PRABAINSIGHT.COM, KABUPATEN BEKASI – Mendadak terseret dalam pusaran skandal korupsi BUMD, jelas bukan posisi yang menyenangkan, apalagi kalau tuduhannya sudah kelewat liar di ranah publik. Hal inilah yang kini dirasakan MSB, mantan Plt Kabag Pemasaran Perumda Tirta Bhagasasi, yang ditetapkan sebagai tersangka kasus dugaan penyimpangan biaya sambungan baru air bersih.
Isu santer mengenai tudingan penggunaan rekening pribadi untuk “menampung” dana hasil penggelembungan biaya pemasangan, langsung memicu reaksi keras dari kubu tersangka.
Tim Kuasa Hukum MSB, Bilhuda, S.H., pasang badan mematahkan anggapan tersebut. Usai mendampingi pemeriksaan di Kejari Kabupaten Bekasi, ia menyebut narasi rekening pribadi itu terlalu tendensius dan mengabaikan fakta lapangan.
“Kami ingin mengklarifikasi bahwa sejauh ini kami tidak menemukan adanya rekening pribadi atas nama MSB. Semua rekening itu secara de facto adalah rekening Bhagasasi,” tegas Bilhuda saat diwawancarai wartawan, Selasa (4/8/2026).
Plt Mana Berani Main Sendiri Tanpa Atasan?
Bilhuda membeberkan, dalam agenda penyidikan lanjutan tersebut, kliennya dicecar hingga 33 pertanyaan oleh Jaksa Pidsus.

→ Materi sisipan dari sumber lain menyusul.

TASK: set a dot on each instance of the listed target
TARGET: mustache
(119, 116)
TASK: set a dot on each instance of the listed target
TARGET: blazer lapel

Namun dari puluhan cecaran itu, satu hal yang disorot kubu MSB: posisi kliennya saat itu cuma seorang Pelaksana Tugas (Plt).
Sangat naif jika kebijakan besar terkait mekanisme alur biaya sambungan dianggap sebagai manuver tunggal MSB. Menurut Bilhuda, setiap tindak-tanduk dan keputusan operasional pemasaran kala itu sejatinya diketahui oleh jajaran pimpinan BUMD, termasuk Direktur Usaha.
“Pak MSB ini kapasitasnya saat itu Plt, mana mungkin berani mengambil kebijakan tanpa sepengetahuan atau pemberitahuan kepada atasan. Apa yang dilakukan diketahui oleh Direktur Usaha. Kami minta komitmen dan keberanian bersama untuk mengungkap kasus ini secara utuh,” seru Bilhuda.
Pertanyakan Angka Kerugian dan Opsi Praperadilan
Selain persoalan alur koordinasi, kubu MSB juga menyoroti taksiran kerugian negara Rp 4,5 miliar yang dirilis pihak kejaksaan. Meski mengaku tetap menaruh hormat pada proses hukum yang berjalan, pihaknya menilai angka kerugian tersebut belum bisa diklaim sebagai vonis mutlak.
Untuk memastikan segalanya tak cuma berdasarkan asumsi, tim kuasa hukum mulai mengumpulkan amunisi untuk menguji keabsahan penetapan tersangka serta bukti-bukti yang diajukan jaksa lewat jalur peradilan.
“Kami sangat menghormati upaya penegakan hukum dari teman-teman kejaksaan. Namun, untuk uji materi bukti maupun nominal kerugian, jika dipandang perlu kami akan menakarnya melalui mekanisme peradilan. Saat ini tim masih terus mengkaji opsi tersebut,” tandas Bilhuda menutup perbincangan.